The politician’s analogy might well work in reference to one of these higher-level protocols then — perhaps
HTTP or email? The address used in the
TCP layer will be subject to data retention, but not the contents of the
HTTP session. So
TCP = envelope,
HTTP = letter…?
No, that can’t be right: the full
uniform resource locator) that you see in the address bar contains both the host (used by
TCP) and the resource (used by
the TCP part (ie.
⬐ this ⬎
⬑ this ⬏
is in the HTTP part
(ie. the letter)
By their own analogy, they’re going to have to “open” the
TCP/IP “envelope” to “read” the
HTTP “letter” to extract and retain the full URL. Brandis explicitly mentioned recording web pages in one of his interviews.
The whole metaphor breaks down no matter which protocol you try to apply it to. The email address is just another line in the same stream of data containing the contents. And so on.
Someone’s Going to have to Actually Do It
And here we get to another problem, and the crux of why such an analogy is garbage: they have their analogy, but they didn’t even start from a real concept. They are literally implementing an analogy as policy.
Think about it: at some point, after these laws are passed, someone is going to have to actually sit down and write some code to do this, and nobody knows what they’ll be implementing.
We know they don’t know, because when Brandis or Abbott or anyone advocating for data retention are directly asked about this, they spew utterly incoherent nonsense.
But I Still Don’t Know what an Internet is!
You know what? If you want to advocate for a fundamental change in how a technology functions, if you want to enforce expensive, sweeping, invasive tampering with a major class of infrastructure, FUCKING LEARN HOW IT WORKS.

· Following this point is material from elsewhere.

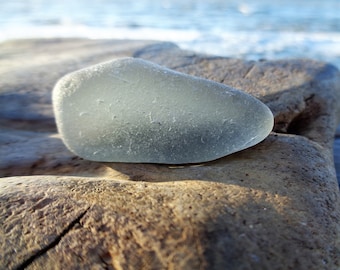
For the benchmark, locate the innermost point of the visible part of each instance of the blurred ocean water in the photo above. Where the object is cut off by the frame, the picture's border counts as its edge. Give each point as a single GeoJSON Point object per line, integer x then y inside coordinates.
{"type": "Point", "coordinates": [249, 29]}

Here’s another tip: if a politician is speaking to you like you’re a child, maybe don’t take it at face value like a chump. Yes, you. Yes, even if it’s the Prime Minister. Yes, even if it’s Scott Ludlam. Yes, even if you are a child. Especially if you’re a child.
Because if your goal is to stop certain kinds of crime, and you notice that criminals use the internet to communicate, then if you waffle on about envelopes and letters and tubes and traffic and don’t understand what’s involved: you will NEVER, EVER actually achieve your stated goal anyway.
Next time some technologically illiterate mouthpiece tries to argue about “the outside of an envelope,” or somesuch, insist that they talk details. Because there is only one way to become immune to misguided agendas pushed through puerile analogies: it is to simply not need them.